Whole genome sequencing characterization of a unique fungus
A microorganism of unknown species was identified 12 years ago due to its ability to survive and reproduce in a medium composed of exclusively antibiotics and water. This microorganism has been continuously cultivated and propagated in this medium since its discovery. Our recent 16S rRNA probe-based PCR analysis of the DNA suggests that it is a filamentous fungus. The ability of an eukaryotic organism to not only survive but also reproduce under these extreme conditions raises new biological questions concerning primitive metabolism essential for life and evolution - an emerging area with strong implications in therapeutic resistance. The team championed by Drs. Han and Kumar is now sequencing the whole genome of this organism to characterize molecular mechanisms allowing its survival and antibiotic resistance in antibiotic exclusive environment. The team hopes to utilize the generated genomics and metabolomics data in search of novel applied targets, including acquired resistance.
Hepto-cancer biology
Chronic infection with hepatotropic viruses (HBV and HCV) is a major cause of hepatocellular carcinoma (HCC). At MGPC, Prof. Ajit Kumar, working closely with Dr. Raja Mazumder, is delineating the genomic and epigenomic steps during hepatotropic viruses associated liver cancer development using physiologicall relevant human primary hepatocyte cultures, liver cancer cells, and mouse models. These comprehensive integrated studies at the interface of bioinformatics and genomics are designed to identify novel genomic pathways and/or therapeutic targets important for initiating and promoting liver cancer progression.

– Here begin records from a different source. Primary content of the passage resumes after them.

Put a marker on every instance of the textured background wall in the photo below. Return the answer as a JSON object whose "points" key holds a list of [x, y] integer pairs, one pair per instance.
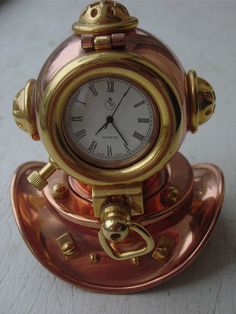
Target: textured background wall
{"points": [[202, 34]]}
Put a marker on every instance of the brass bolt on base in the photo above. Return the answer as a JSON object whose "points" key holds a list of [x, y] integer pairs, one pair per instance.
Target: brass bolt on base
{"points": [[94, 258], [59, 190], [163, 249], [66, 245], [135, 260], [169, 196]]}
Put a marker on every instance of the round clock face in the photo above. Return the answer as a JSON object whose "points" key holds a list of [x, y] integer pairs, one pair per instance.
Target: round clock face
{"points": [[110, 122]]}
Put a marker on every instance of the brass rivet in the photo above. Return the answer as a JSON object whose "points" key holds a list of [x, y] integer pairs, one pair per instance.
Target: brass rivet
{"points": [[163, 249], [66, 244], [135, 260], [171, 194], [160, 253], [94, 258], [59, 190]]}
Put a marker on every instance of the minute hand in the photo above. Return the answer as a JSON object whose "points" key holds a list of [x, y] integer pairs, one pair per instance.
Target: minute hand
{"points": [[121, 101]]}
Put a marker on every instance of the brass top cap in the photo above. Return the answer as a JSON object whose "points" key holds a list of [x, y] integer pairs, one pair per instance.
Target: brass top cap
{"points": [[104, 17]]}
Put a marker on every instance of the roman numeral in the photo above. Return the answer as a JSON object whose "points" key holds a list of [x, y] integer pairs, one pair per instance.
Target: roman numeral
{"points": [[138, 136], [139, 104], [143, 120], [93, 146], [109, 151], [93, 90], [126, 148], [80, 134], [110, 86], [78, 118]]}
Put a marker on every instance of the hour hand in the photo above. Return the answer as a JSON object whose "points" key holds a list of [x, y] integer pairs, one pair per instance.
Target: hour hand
{"points": [[102, 127]]}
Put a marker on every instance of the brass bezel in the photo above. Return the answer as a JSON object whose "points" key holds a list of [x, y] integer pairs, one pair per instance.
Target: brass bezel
{"points": [[129, 66], [106, 164]]}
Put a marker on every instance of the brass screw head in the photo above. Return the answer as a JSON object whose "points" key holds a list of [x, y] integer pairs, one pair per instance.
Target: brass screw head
{"points": [[66, 244], [160, 254], [68, 248], [104, 17], [170, 195], [94, 258], [135, 260], [59, 191]]}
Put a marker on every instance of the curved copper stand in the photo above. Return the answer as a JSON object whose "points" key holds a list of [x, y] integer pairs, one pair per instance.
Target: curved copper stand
{"points": [[181, 208]]}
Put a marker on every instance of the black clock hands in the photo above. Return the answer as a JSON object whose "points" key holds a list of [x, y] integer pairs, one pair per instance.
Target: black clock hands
{"points": [[109, 120], [112, 123], [121, 101], [101, 128]]}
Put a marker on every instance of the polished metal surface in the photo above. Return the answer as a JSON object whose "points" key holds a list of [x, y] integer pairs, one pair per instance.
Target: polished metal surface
{"points": [[186, 224]]}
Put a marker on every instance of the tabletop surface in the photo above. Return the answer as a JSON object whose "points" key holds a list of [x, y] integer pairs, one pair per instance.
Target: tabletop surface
{"points": [[202, 34]]}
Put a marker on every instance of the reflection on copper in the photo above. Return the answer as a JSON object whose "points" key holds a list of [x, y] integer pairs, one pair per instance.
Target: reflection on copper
{"points": [[188, 223]]}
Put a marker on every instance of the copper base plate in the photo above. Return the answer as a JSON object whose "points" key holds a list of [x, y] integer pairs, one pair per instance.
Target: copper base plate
{"points": [[40, 224]]}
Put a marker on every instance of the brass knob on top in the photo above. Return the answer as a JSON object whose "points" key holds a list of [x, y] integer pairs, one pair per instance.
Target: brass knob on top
{"points": [[23, 109], [39, 178], [202, 100], [104, 17]]}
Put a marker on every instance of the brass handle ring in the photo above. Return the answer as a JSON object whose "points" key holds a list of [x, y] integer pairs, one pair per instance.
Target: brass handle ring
{"points": [[129, 254]]}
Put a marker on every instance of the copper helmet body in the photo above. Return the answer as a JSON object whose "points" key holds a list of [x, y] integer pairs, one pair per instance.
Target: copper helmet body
{"points": [[140, 213]]}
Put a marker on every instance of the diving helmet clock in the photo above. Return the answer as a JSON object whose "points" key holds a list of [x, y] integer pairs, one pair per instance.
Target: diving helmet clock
{"points": [[117, 208]]}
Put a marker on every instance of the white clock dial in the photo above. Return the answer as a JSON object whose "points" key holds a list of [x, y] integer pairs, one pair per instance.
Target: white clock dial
{"points": [[110, 120]]}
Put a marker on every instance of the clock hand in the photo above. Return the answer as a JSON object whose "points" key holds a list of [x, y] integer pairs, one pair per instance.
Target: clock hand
{"points": [[121, 101], [101, 128], [109, 120], [119, 133]]}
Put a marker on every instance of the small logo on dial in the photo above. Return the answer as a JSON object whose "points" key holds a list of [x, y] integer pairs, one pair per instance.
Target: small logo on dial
{"points": [[110, 104]]}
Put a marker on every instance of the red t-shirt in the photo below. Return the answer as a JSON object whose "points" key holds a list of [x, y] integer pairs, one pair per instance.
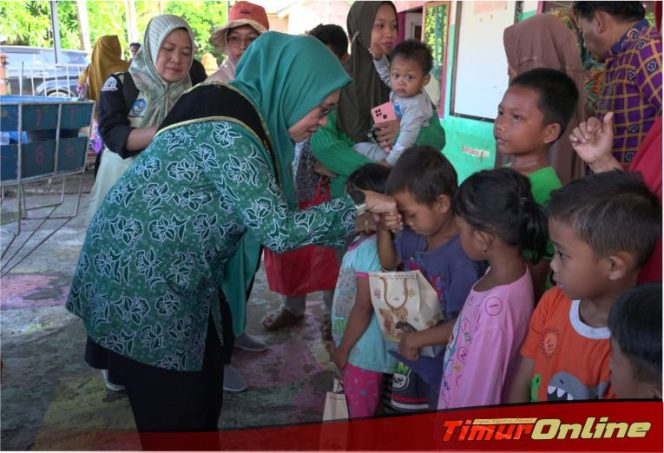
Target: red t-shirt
{"points": [[571, 358], [648, 162]]}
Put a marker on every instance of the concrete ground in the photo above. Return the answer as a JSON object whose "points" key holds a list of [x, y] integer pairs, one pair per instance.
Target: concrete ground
{"points": [[51, 400]]}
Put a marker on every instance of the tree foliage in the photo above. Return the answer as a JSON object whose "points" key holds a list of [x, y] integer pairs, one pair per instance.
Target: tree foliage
{"points": [[28, 22]]}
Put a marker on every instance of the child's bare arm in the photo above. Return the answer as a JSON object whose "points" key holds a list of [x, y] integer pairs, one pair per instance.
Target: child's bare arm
{"points": [[358, 321], [411, 343], [520, 391], [386, 252]]}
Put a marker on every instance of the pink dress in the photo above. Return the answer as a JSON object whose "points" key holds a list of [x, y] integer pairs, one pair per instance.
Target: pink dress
{"points": [[481, 356]]}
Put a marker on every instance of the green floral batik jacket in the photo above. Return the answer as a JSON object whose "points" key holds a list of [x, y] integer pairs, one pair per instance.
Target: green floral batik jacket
{"points": [[149, 270]]}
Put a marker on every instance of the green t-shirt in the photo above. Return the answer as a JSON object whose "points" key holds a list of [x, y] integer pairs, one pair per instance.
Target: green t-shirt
{"points": [[334, 149]]}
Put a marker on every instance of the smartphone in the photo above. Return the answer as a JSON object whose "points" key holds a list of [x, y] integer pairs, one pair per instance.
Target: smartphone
{"points": [[383, 113]]}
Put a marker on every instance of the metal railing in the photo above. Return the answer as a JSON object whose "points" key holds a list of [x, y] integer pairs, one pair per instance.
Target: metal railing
{"points": [[45, 79]]}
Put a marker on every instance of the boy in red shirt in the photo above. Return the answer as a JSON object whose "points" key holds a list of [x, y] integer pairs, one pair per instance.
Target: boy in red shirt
{"points": [[603, 228]]}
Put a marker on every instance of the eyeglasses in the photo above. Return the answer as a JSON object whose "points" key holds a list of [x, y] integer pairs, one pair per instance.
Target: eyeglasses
{"points": [[236, 41], [326, 111]]}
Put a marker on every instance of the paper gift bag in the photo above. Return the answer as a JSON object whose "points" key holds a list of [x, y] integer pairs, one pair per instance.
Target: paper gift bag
{"points": [[334, 436], [404, 302], [336, 407]]}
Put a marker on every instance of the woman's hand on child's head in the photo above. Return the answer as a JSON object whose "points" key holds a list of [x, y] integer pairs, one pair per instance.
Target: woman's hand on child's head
{"points": [[379, 203], [391, 221], [340, 358], [386, 133], [407, 347]]}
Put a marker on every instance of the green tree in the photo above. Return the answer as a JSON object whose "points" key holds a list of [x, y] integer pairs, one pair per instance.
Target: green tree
{"points": [[30, 23], [26, 23]]}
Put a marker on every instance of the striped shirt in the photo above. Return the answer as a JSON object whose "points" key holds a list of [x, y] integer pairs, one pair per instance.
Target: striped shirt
{"points": [[633, 88]]}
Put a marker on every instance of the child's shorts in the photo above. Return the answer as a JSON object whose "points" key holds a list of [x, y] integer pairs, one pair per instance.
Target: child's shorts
{"points": [[362, 389]]}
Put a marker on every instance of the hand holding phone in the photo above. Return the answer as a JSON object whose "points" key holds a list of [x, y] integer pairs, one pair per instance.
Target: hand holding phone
{"points": [[383, 113]]}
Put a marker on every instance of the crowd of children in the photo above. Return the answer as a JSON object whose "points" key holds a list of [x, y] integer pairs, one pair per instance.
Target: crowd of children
{"points": [[537, 283]]}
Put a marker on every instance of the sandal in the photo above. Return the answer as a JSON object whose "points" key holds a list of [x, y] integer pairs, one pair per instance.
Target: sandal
{"points": [[281, 318]]}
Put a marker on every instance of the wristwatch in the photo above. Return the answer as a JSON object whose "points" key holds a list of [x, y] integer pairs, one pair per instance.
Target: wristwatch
{"points": [[360, 200]]}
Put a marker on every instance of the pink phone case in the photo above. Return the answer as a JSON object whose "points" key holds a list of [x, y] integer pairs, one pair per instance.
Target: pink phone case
{"points": [[383, 113]]}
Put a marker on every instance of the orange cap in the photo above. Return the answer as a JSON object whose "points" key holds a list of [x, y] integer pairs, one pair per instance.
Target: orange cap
{"points": [[242, 13]]}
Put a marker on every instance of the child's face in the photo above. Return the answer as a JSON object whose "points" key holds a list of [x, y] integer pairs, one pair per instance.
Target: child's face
{"points": [[624, 381], [519, 127], [406, 77], [576, 268], [421, 218]]}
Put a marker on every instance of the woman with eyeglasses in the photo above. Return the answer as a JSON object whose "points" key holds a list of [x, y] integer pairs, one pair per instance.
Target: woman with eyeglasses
{"points": [[149, 280], [246, 21]]}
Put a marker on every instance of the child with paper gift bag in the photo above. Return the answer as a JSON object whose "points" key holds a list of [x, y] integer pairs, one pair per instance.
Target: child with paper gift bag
{"points": [[360, 353], [498, 220], [423, 182]]}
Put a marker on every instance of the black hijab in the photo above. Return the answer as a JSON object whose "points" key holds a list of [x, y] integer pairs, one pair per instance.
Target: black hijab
{"points": [[366, 90]]}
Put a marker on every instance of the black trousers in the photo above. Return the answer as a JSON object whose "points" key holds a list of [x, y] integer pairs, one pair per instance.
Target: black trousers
{"points": [[167, 401]]}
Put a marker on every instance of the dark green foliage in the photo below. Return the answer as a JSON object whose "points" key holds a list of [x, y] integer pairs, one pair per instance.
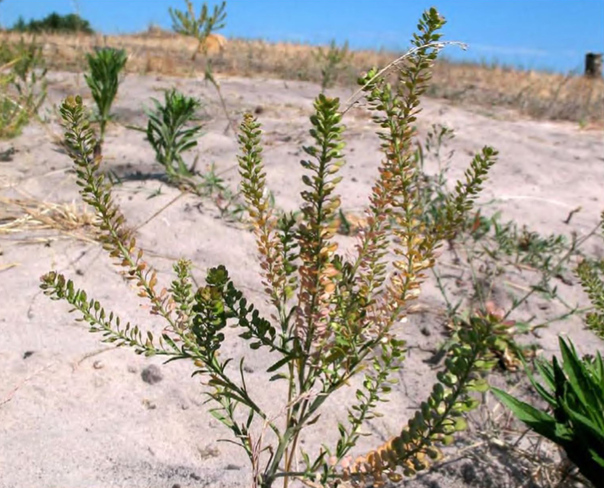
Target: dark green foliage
{"points": [[575, 393], [590, 273], [103, 80], [333, 315], [187, 24], [170, 133], [54, 22], [23, 85]]}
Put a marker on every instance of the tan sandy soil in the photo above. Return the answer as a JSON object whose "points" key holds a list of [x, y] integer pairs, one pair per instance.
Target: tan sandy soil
{"points": [[76, 413]]}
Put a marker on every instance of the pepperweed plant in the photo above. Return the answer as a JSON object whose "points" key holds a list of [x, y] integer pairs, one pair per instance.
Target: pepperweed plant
{"points": [[103, 80], [334, 318], [202, 27], [170, 133]]}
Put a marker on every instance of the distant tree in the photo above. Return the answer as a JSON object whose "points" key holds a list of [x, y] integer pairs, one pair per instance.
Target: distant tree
{"points": [[54, 22]]}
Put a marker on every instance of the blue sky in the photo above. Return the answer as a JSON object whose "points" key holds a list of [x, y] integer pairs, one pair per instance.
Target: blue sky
{"points": [[539, 34]]}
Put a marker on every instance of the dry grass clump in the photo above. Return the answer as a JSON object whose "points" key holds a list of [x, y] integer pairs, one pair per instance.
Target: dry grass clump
{"points": [[28, 214], [537, 94]]}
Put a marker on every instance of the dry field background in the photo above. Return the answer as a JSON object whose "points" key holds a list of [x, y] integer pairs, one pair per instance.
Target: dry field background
{"points": [[537, 94], [75, 413]]}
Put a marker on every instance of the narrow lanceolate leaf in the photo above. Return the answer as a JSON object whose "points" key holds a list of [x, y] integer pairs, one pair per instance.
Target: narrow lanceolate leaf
{"points": [[255, 191], [317, 229]]}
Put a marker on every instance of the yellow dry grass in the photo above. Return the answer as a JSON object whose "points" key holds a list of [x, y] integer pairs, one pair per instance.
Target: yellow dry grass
{"points": [[537, 94], [27, 214]]}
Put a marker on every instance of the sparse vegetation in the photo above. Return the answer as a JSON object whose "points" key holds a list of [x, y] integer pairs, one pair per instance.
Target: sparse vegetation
{"points": [[105, 66], [170, 133], [537, 94], [327, 341], [575, 393], [55, 23], [22, 85], [331, 61]]}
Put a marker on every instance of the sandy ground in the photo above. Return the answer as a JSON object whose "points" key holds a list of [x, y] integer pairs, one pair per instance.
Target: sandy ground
{"points": [[76, 413]]}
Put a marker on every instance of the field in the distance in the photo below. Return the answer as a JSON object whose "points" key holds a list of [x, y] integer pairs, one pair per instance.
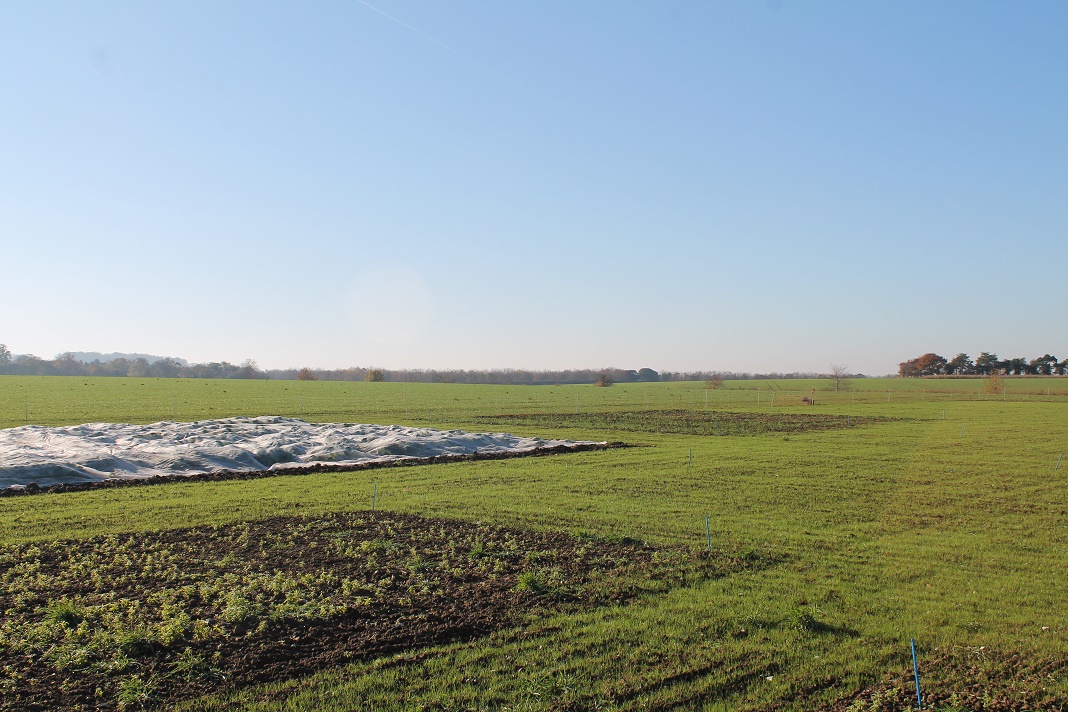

Epigenomic control of transcriptome and non-coding genome
Understanding mechanism of transcription is of fundamental importance for all processes. Although signaling networks are known to regulate about 2% of the coding regions, the impact of co-ordinated signaling on 98% of non-coding genome remains elusive. Recent studies have opened up an opportunity to understand the non-coding RNA-mediated regulation of the coding transcriptome. The MGPC team, led by Prof. Kumar in collaboration with Prof. Stefan Knapp from Oxford University, is creating a map encompassing the impact of a novel nucleosome interacting partner and a master coregulator on chromatin remodeling and functional output of coding and non-coding transcriptome using genome-wide approaches. In another MGPC project, we are defining the epigenomic regulation of breast cancer transcriptome. An increasing number of studies suggest that non-coding RNA expression patterns might be superior in distinguishing normal from tumor breast cells and classifying tumors’ types and stages. At MGPC, we explore multiple sources to build a comprehensive expression and variation map of non-coding breast cancer transcriptome as such an approach may have an added value in early diagnosis and prognosis.